Executive summary Background and purpose

Trafficking in persons is a serious crime that affects every country in the world. Conflicts that arise in countries or other geographical areas can exacerbate vulnerability to trafficking, as well as its prevalence and severity. As State and non-State structures weaken, and as people turn to negative coping strategies in order to survive, not only does the risk of falling victim to trafficking increase, but so too does the risk of perpetrating it against others. At the same time, conflict also increases the demand for goods and services provided by exploited persons and creates new demands for exploitative combat and support roles.
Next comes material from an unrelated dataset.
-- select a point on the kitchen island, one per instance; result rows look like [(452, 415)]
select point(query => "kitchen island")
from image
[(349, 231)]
For these reasons, United Nations entities and other international actors active in settings affected by conflict have a crucial role to play in preventing and countering trafficking in persons.

Definition and elements of trafficking in persons

Trafficking in persons is addressed in the Protocol to Prevent, Suppress and Punish Trafficking in Persons, Especially Women and Children, supplementing the United Nations Convention against Transnational Organized Crime (Trafficking in Persons Protocol). The Protocol provides a comprehensive framework for cooperation between States parties and sets out minimum standards for victim protection to complement the wider framework of international law, including international human rights law. The Protocol requires States parties to criminalize the offence of trafficking as defined in its article 3 (a). That definition comprises three elements:

(a) An “act” (recruitment, transportation, transfer, harbouring or receipt of persons); (b) A “means” by which that action is achieved (threat or use of force or other forms of coercion, abduction, fraud, deception, abuse of power or a position of vulnerability, or the giving or receiving of payments or benefits to achieve consent of a person having control over another person); (c) A “purpose” of exploitation, regardless of what type.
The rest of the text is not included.